Li Ganjie of China's National Nuclear Safety Administration, president of the week-long meeting, said nuclear safety "must know no boundaries", even though this may raise costs. "Without nuclear safety there can be no nuclear power development."
Meltdowns at the Fukushima nuclear plant after the March 2011 earthquake and tsunami sent radiation spewing over large areas, forcing more than 160,0000 people to flee. In the following months, all Japan's remaining reactors were shut for safety checks. Two reactors resumed operation last month.
FUKUSHIMA REACTORS "STABLE"
The worst such accident since Chernobyl also cast a question mark over the future of nuclear energy elsewhere in the world. In Europe, Germany, Switzerland and Belgium decided to move away from nuclear to increase their reliance on renewable energy.
The IAEA has said it believes, however, that global use of nuclear energy could increase by as much as 100 percent by 2030 on the back of growth in Asia, including in China and India.
Amano said "significant progress has been made in several key areas" after the adoption of an IAEA safety action plan last year, including assessments of safety vulnerabilities of nuclear power plants and improvements in emergency preparedness.
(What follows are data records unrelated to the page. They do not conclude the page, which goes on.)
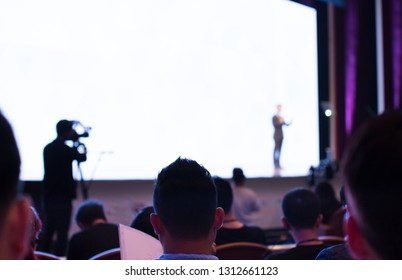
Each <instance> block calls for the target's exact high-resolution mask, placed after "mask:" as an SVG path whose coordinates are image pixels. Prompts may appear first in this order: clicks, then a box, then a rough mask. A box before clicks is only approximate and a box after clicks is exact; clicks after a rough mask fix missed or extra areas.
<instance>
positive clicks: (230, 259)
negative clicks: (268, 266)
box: [216, 242, 270, 260]
mask: <svg viewBox="0 0 402 280" xmlns="http://www.w3.org/2000/svg"><path fill="white" fill-rule="evenodd" d="M269 252H270V250H269V249H268V247H267V246H265V245H262V244H259V243H252V242H233V243H227V244H222V245H218V246H216V256H217V257H218V258H219V259H220V260H263V259H264V257H265V255H267V254H268V253H269Z"/></svg>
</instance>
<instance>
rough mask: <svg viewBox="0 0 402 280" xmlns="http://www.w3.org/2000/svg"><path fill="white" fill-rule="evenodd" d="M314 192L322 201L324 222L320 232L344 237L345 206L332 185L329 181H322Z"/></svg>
mask: <svg viewBox="0 0 402 280" xmlns="http://www.w3.org/2000/svg"><path fill="white" fill-rule="evenodd" d="M314 192H315V193H316V194H317V195H318V197H319V198H320V202H321V214H322V222H321V226H320V230H319V234H320V235H336V236H341V237H344V236H345V234H344V230H343V216H344V214H345V208H343V207H342V205H341V202H340V201H339V200H338V199H337V198H336V195H335V191H334V189H333V187H332V185H331V184H330V183H328V182H321V183H319V184H317V185H316V186H315V187H314Z"/></svg>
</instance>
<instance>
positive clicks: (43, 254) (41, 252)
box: [34, 251, 62, 260]
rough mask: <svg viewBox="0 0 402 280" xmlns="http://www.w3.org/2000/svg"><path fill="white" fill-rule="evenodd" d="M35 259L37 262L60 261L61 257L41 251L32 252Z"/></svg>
mask: <svg viewBox="0 0 402 280" xmlns="http://www.w3.org/2000/svg"><path fill="white" fill-rule="evenodd" d="M34 256H35V259H37V260H61V259H62V258H61V257H58V256H56V255H53V254H50V253H46V252H42V251H35V252H34Z"/></svg>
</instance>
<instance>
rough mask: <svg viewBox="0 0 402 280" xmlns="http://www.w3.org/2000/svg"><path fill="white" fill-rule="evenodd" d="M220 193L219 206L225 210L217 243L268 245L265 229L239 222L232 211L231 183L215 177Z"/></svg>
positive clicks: (223, 179)
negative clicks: (245, 243) (229, 182)
mask: <svg viewBox="0 0 402 280" xmlns="http://www.w3.org/2000/svg"><path fill="white" fill-rule="evenodd" d="M214 183H215V186H216V190H217V194H218V207H222V209H223V210H224V211H225V218H224V220H223V226H222V227H221V228H220V229H219V230H218V232H217V234H216V239H215V243H216V245H221V244H226V243H232V242H254V243H260V244H263V245H266V240H265V234H264V231H263V230H262V229H261V228H259V227H256V226H246V225H244V224H242V223H241V222H239V221H238V220H237V219H236V218H235V216H234V214H233V212H232V209H231V208H232V202H233V192H232V188H231V186H230V183H229V182H228V181H227V180H225V179H223V178H220V177H214Z"/></svg>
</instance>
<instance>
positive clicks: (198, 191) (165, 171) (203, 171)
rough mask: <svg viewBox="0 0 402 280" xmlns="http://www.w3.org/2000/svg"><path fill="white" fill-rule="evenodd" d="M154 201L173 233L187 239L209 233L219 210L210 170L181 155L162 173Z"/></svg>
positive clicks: (169, 227)
mask: <svg viewBox="0 0 402 280" xmlns="http://www.w3.org/2000/svg"><path fill="white" fill-rule="evenodd" d="M153 205H154V209H155V212H156V214H157V215H158V216H159V218H160V220H161V221H162V222H163V224H164V226H165V227H166V229H167V230H168V231H169V233H170V234H171V235H172V236H175V237H176V238H181V239H187V240H192V239H193V240H196V239H200V238H203V237H205V236H206V235H207V234H208V233H209V230H210V229H211V227H212V225H213V221H214V217H215V211H216V190H215V185H214V182H213V180H212V178H211V175H210V173H209V172H208V170H206V169H205V168H204V167H202V166H201V165H199V164H198V163H197V162H196V161H193V160H190V159H182V158H178V159H177V160H176V161H174V162H173V163H172V164H170V165H169V166H167V167H165V168H164V169H162V171H161V172H160V173H159V174H158V177H157V179H156V182H155V189H154V194H153Z"/></svg>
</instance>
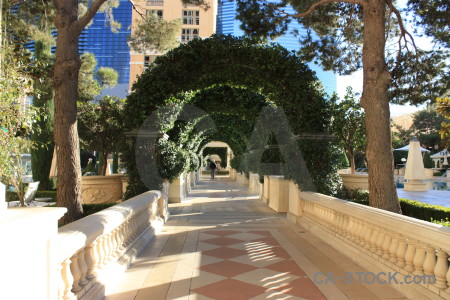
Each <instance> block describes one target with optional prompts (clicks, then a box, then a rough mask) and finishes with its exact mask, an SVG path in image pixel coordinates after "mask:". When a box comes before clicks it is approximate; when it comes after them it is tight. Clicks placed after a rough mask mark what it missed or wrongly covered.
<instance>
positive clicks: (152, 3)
mask: <svg viewBox="0 0 450 300" xmlns="http://www.w3.org/2000/svg"><path fill="white" fill-rule="evenodd" d="M147 6H164V0H147Z"/></svg>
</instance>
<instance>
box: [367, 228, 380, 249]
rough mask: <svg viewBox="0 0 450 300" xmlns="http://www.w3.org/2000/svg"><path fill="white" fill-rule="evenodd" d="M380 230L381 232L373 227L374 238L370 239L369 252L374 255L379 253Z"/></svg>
mask: <svg viewBox="0 0 450 300" xmlns="http://www.w3.org/2000/svg"><path fill="white" fill-rule="evenodd" d="M378 230H379V228H378V227H376V226H373V227H372V236H371V237H370V242H369V244H370V247H369V250H370V251H371V252H373V253H375V252H377V240H378Z"/></svg>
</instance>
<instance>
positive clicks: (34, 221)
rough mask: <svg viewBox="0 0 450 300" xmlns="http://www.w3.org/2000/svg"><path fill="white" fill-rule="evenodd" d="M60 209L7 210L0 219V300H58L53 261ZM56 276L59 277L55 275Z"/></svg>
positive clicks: (56, 269)
mask: <svg viewBox="0 0 450 300" xmlns="http://www.w3.org/2000/svg"><path fill="white" fill-rule="evenodd" d="M66 211H67V209H66V208H61V207H23V208H9V209H8V210H7V211H6V212H4V213H3V214H2V215H1V216H0V232H1V233H2V247H0V266H1V270H0V282H2V288H1V289H0V299H33V300H48V299H58V295H56V292H57V290H58V288H57V284H58V282H59V280H60V278H61V271H60V270H58V269H57V262H56V261H55V257H56V256H57V255H56V251H55V240H56V238H57V233H58V219H59V218H61V217H62V216H63V214H64V213H65V212H66ZM58 272H59V274H58Z"/></svg>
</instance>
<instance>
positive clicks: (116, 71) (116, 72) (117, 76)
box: [97, 67, 119, 88]
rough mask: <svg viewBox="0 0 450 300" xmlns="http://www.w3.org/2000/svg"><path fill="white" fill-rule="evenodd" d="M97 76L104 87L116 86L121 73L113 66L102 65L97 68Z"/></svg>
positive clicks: (100, 83) (102, 85) (98, 79)
mask: <svg viewBox="0 0 450 300" xmlns="http://www.w3.org/2000/svg"><path fill="white" fill-rule="evenodd" d="M97 77H98V81H99V82H100V84H101V86H102V87H103V88H104V87H114V86H116V85H117V80H118V79H119V73H117V71H116V70H114V69H112V68H107V67H101V68H98V70H97Z"/></svg>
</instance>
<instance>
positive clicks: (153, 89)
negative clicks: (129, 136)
mask: <svg viewBox="0 0 450 300" xmlns="http://www.w3.org/2000/svg"><path fill="white" fill-rule="evenodd" d="M169 103H179V104H180V103H189V104H192V105H194V106H196V107H198V108H201V109H203V110H204V111H206V112H207V113H208V114H209V117H210V118H211V119H212V120H213V121H214V123H215V126H216V129H219V130H216V132H215V133H206V134H204V133H203V134H201V135H199V133H198V132H196V131H195V130H193V127H192V124H191V125H188V124H187V123H189V122H187V123H186V122H185V121H176V122H174V123H173V127H174V128H175V127H179V129H178V131H177V130H174V129H169V130H172V132H171V133H172V135H174V134H175V135H177V134H179V133H182V134H181V135H182V136H183V141H184V142H187V141H188V140H189V139H190V138H191V136H190V135H191V134H192V135H197V136H201V138H200V139H201V141H200V142H199V143H198V145H197V147H198V148H197V149H196V150H192V151H194V152H196V151H197V152H196V153H197V154H199V153H198V151H199V149H200V148H201V145H205V144H206V143H207V142H209V141H213V140H220V141H223V142H225V143H227V144H228V145H230V147H231V148H232V149H233V152H235V153H240V154H241V153H244V152H245V149H246V145H245V144H246V142H247V141H248V138H249V136H250V135H251V132H252V128H253V125H254V122H255V120H256V119H257V118H258V117H259V111H260V110H261V108H262V107H264V106H278V107H281V108H283V110H284V111H285V112H286V117H287V120H288V121H289V125H290V127H291V129H292V132H293V134H300V133H304V132H307V133H323V132H324V131H326V129H327V126H328V120H329V115H328V107H327V101H326V97H325V93H324V92H323V90H322V89H320V84H319V82H318V80H317V78H316V77H315V75H314V73H313V71H311V70H310V69H309V68H308V67H307V66H306V65H305V64H304V63H302V62H301V61H300V60H299V58H298V57H297V56H296V55H295V54H293V53H291V52H289V51H287V50H286V49H284V48H282V47H280V46H278V45H261V44H260V41H258V40H254V39H248V38H234V37H231V36H213V37H211V38H208V39H204V40H195V41H192V42H190V43H188V44H185V45H181V46H180V47H178V48H176V49H174V50H172V51H170V52H168V53H167V54H166V55H165V56H161V57H158V58H157V59H156V60H155V62H154V64H153V65H152V66H151V67H150V68H148V69H147V70H146V71H145V72H144V73H143V74H142V75H141V76H140V77H139V79H138V80H137V82H136V83H135V84H134V85H133V90H132V93H131V94H130V95H129V97H128V99H127V104H126V106H125V111H126V116H127V118H126V120H125V122H126V127H127V130H133V129H135V128H139V127H140V126H141V125H142V123H143V122H144V120H145V119H146V118H147V117H148V116H149V115H150V114H151V113H153V112H154V111H155V110H156V109H158V108H160V107H163V106H164V105H167V104H169ZM170 117H172V116H170ZM170 117H168V118H169V119H170ZM166 132H167V130H166ZM169 136H170V134H169ZM170 139H171V140H169V141H166V142H164V143H166V146H165V147H169V146H167V145H168V144H167V143H171V142H173V143H174V144H172V145H171V146H170V147H171V148H172V149H175V148H176V145H178V146H179V148H180V149H181V150H180V151H184V150H183V149H185V148H184V147H185V146H184V144H183V142H181V140H180V139H179V138H178V137H175V136H173V137H170ZM134 146H135V145H134V144H133V143H132V144H130V148H129V149H128V151H127V153H126V161H127V169H128V170H129V176H130V185H131V186H133V185H141V186H142V182H141V181H140V178H139V176H138V174H137V172H136V171H135V170H136V163H135V161H134V160H135V157H134V154H133V153H134ZM189 147H190V148H192V146H188V148H189ZM311 147H314V148H313V149H312V148H311ZM300 149H301V150H302V151H303V153H304V157H305V161H306V165H307V166H308V167H309V168H310V170H313V172H314V176H313V179H314V181H315V182H316V184H319V185H323V183H324V182H326V181H327V179H329V178H330V176H332V173H333V171H334V170H333V166H332V159H333V151H332V149H331V148H330V145H329V142H324V141H314V142H312V143H304V142H302V143H300ZM192 151H191V152H192ZM189 155H191V156H192V154H189ZM189 155H187V154H185V155H184V157H183V155H181V154H180V155H179V158H178V159H184V160H185V159H186V157H187V156H189ZM173 157H176V155H173ZM174 159H175V158H174ZM173 165H174V166H175V164H173ZM195 166H196V165H195V164H193V165H192V167H195ZM166 169H167V168H166ZM168 169H170V168H168ZM173 169H174V170H175V169H177V170H179V169H180V168H175V167H174V168H173ZM185 170H186V169H185ZM172 175H173V174H172ZM288 177H289V176H288ZM166 178H168V179H170V178H169V177H166ZM329 188H330V187H324V188H318V189H319V190H320V191H324V189H327V190H329ZM131 189H133V188H131ZM142 191H143V189H142V188H137V189H134V192H131V193H128V196H132V195H133V194H135V193H138V192H142Z"/></svg>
"I know you will make good use of this opportunity to consider further measures to strengthen nuclear safety throughout the world," Amano told the CNS states, which include all countries with nuclear power plants except Iran.
Some nations criticised the IAEA plan, approved six months after the Fukushima accident, for recommending voluntary steps instead of mandatory measures.
A senior Japanese official, Shinichi Kuroki, later briefed the conference about conditions at Fukushima, saying the reactors were stable but that decommissioning posed challenges.
Fukushima "is not in a position where we expect any further accidents," said Kuroki, deputy director general of Japan's nuclear and industry safety agency, NISA.
The reactors are "being cooled off in a stable manner" and there is "containment of further radioactivity emitted", he added.